To be fair, modern fiat systems have produced extraordinary benefits. Economic growth accelerated. Global trade expanded. Financial markets deepened. Millions escaped poverty around the world. Any honest assessment must acknowledge these achievements.
Yet the underlying question never disappeared. Can human beings be trusted indefinitely with a ruler that can be adjusted?
The answer matters because debt now sits at the center of the global economy. Governments borrow. Corporations borrow. Households borrow. Entire systems depend upon the assumption that tomorrow’s growth will support today’s obligations. The arrangement works remarkably well until growth slows, confidence weakens, or reality intrudes upon expectations.
Then the temptation returns. Create more currency. Extend more credit. Delay the reckoning. The challenge is not primarily economic. It is spiritual.
Revelation 18 describes Babylon not merely as a political power but as an economic system intoxicated by its own wealth and influence. Merchants prosper. Nations participate. Luxury expands. The entire structure appears permanent until suddenly it is not.
The warning is not that commerce is evil. The warning is that pride blinds civilizations to their own vulnerabilities.
Nebuchadnezzar learned this personally. Standing atop Babylon, he believed the empire’s strength originated from his own wisdom and power. God responded by reminding him of a truth every ruler eventually learns. Human authority is always temporary. Human institutions are always limited. Human systems are never ultimate.
The same principle applies to monetary systems. No currency lasts forever. No empire lasts forever. No institution remains immune from human nature.
This is where bitcoin enters the conversation, not as the hero of the story, but as a response to a recurring historical pattern. For thousands of years, societies have searched for a form of money capable of resisting the temptations that eventually overwhelm rulers and governments. Gold served that role for long periods. Bitcoin attempts to accomplish something similar through digital scarcity.

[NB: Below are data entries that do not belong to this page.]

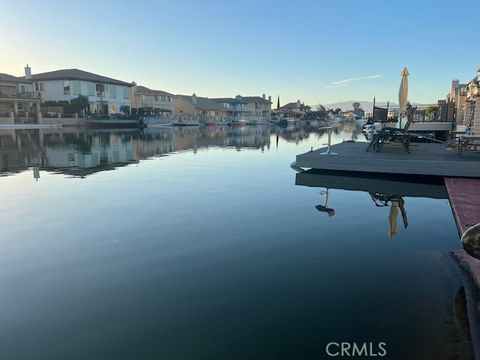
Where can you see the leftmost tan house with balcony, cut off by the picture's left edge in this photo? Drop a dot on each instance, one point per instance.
(18, 100)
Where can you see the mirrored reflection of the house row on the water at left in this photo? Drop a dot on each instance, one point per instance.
(80, 152)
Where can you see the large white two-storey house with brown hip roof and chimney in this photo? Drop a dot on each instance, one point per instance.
(105, 95)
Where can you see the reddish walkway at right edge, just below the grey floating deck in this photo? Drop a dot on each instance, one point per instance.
(464, 194)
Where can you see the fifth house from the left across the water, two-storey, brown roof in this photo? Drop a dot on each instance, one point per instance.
(254, 108)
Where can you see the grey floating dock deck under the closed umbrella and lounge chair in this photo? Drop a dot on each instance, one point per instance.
(424, 159)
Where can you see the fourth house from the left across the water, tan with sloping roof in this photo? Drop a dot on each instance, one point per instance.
(197, 106)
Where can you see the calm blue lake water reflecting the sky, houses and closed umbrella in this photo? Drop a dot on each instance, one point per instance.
(204, 244)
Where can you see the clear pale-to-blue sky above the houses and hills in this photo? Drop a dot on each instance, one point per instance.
(316, 51)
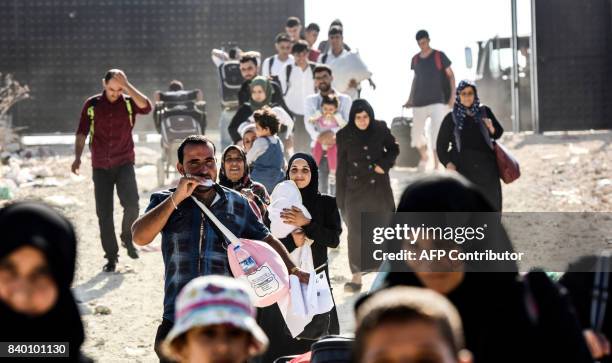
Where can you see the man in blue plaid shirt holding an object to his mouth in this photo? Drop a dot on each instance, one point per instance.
(191, 244)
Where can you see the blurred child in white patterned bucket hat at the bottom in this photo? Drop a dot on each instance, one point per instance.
(215, 322)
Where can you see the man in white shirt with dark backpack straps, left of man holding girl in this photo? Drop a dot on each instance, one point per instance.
(297, 82)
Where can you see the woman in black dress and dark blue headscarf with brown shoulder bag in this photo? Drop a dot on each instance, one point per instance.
(465, 142)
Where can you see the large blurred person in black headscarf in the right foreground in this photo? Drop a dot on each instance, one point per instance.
(527, 317)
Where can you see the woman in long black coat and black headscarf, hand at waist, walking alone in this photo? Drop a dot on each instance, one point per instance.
(366, 153)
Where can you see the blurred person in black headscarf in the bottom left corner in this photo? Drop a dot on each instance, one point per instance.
(37, 262)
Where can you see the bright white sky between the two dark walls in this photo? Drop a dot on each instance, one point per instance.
(383, 31)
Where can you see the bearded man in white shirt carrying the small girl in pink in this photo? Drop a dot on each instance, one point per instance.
(323, 79)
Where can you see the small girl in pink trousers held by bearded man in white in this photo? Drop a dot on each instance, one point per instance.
(329, 119)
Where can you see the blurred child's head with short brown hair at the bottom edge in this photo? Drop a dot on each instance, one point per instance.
(408, 324)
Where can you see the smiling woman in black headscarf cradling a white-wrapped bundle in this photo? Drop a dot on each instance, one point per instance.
(324, 229)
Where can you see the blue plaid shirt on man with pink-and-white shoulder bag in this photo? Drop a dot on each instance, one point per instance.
(192, 246)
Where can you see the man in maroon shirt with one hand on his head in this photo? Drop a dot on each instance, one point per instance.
(108, 119)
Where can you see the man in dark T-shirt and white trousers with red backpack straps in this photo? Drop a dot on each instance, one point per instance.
(431, 95)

Whether it succeeds remains a question history will answer. What makes it remarkable is the problem it seeks to solve. The problem is not technology. The problem is human nature. That has always been the problem.
Babylon teaches us that prosperity can produce pride. Rome teaches us that power often erodes restraint. Weimar teaches us that monetary manipulation eventually reaches ordinary families. Modern history teaches us that debt has a way of accumulating faster than discipline.
The pattern repeats because the human heart repeats. Which is why the most important lesson from Babylon has nothing to do with Babylon.
It is the recognition that what is built upon pride eventually collapses beneath its own weight. And if every empire eventually struggles with that temptation, perhaps the next question is not about money at all. Perhaps it is about foundations.
What kind of system can survive the weaknesses of the people who build it?
Kingdom Principle 👑
What is built on pride eventually collapses under its own weight.
God opposes the proud but gives grace to the humble. Whether in our personal finances, businesses, governments, or nations, the moment we begin believing our success rests entirely on our own wisdom, we start down a dangerous path. Humility recognizes both blessing and limitation. Pride forgets both.
Prayer 🙏
Heavenly Father, protect us from the pride that has led so many individuals and nations astray. Remind us that every blessing comes from You and that no human achievement, institution, or financial system is beyond Your authority.
Give us humble hearts, wise judgment, and the courage to learn from history rather than repeat it. Help us build our lives on foundations of truth, stewardship, and dependence upon You. May our trust rest not in earthly kingdoms, but in Your eternal Kingdom that cannot be shaken.